赤鬼から伝わってくる殺意、憤怒、憎悪…………悲しみ。

 

「だから私が殺してあげたの!! 痛みや悲しみ……絶望に歪むあの子達の顔が見たくなかったからさァ!! 人間の子供のくせに絶望なんて似合わないでしょぉ!!」

 

「クズが……」

 

 

真戸はそう言ってクインケを構え、亜門もそれに続く。

彼等に撤退の二文字はない。

勝てる見込みはない、だが、コイツを一秒でも早く殺さなければいけないと思っての行動だった。

 

赤鬼と彼等の戦いが始まろうとした直後――――銃声が響いた。

 

 

 

☆ ☆ ☆

 

 

 

「店長、お疲れ様でしたぁ!」

 

「お疲れ様大橋ちゃん、また明日もお願いね」

 

「はい! 明日も頑張ります」

 

ビッグガールでのバイトを終えた私は店長に挨拶すると、仕事着から私服に着替えて外に出る。

夕方頃から降り始めた雨は、夜になっても止む気配はなく、むしろ強くなっている様子だ。

家から持ってきた水玉模様の折りたたみ傘を広げた私は、少しでも濡れないように足早にいつもの道を歩く。

 

そういえば、今日のシフトに雪ちゃんも入ってたけどいなかったなぁ……どうしたんだろ。

私は、店長がスカウトしてきた子の事を思い出す。

とても可愛くて、綺麗な白髪が特徴的な女の子、岸花雪。

無口で無表情で目が怖い子だけど、話せば返してくれるし、メールアドレスも交換した私の友達……になりたいな。

 

『わからない』

 

私は、この前雪ちゃんが言った言葉を思い出す。

何時も無表情でいる雪ちゃんがどうしても気になって質問した答えが、『わからない』だった。
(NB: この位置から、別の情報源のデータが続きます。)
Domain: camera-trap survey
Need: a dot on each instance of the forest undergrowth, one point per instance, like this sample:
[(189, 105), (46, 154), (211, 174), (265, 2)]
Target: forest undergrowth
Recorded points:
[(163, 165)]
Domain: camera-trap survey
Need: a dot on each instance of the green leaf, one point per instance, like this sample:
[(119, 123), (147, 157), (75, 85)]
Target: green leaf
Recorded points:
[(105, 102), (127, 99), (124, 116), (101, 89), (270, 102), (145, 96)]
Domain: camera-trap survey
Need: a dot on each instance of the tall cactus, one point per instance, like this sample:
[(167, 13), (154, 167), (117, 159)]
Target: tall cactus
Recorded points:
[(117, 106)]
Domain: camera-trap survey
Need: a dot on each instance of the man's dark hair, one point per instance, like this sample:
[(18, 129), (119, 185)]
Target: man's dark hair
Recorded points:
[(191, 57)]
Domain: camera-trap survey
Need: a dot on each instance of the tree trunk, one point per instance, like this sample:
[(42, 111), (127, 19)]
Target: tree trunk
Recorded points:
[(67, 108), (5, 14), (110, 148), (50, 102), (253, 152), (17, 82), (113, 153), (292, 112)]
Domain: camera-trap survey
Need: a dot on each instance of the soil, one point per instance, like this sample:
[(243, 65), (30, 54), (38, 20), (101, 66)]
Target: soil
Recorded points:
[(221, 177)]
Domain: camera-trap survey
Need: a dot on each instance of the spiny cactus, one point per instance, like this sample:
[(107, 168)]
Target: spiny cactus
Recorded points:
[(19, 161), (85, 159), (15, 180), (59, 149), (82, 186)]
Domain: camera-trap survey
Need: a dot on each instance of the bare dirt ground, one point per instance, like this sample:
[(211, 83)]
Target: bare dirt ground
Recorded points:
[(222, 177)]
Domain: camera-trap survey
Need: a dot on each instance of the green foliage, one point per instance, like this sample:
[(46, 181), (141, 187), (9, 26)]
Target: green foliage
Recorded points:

あの時の雪ちゃんの顔は、本人は気づいていない様子だったけどとても悲しそうだった。

だから私は、お節介かもしれないけど、雪ちゃんの為になにかしてあげたいと思った。

 

「でもどうすればいいんだろうなぁ……」

 

さっぱり見当がつかない。

だからまずは、友達になるって事を目標にしてるけど……難航してます。

だって「友達になろう!」って言ったら「……私はもう友達だと思ってたのに」って言われたらどうしよう! とか「友達……いらない」なんて言われたらどうしようって思っちゃって中々声をかけれない。

 

えぇい! 何をうじうじしているんだ私!! 友達作りも恋と同じ、当たって砕けろの精神で頑張ろう!

「よーし、頑張るぞー!」と声を上げていた私に、「あの……」と、後ろから声をかける人がいた。

突然声をかけられてビックリしたことと、今の独り言が聞かれていたことに恥ずかしく思いながらも振り返ると、そこには一人の女の子が傘も差さずに立っていた。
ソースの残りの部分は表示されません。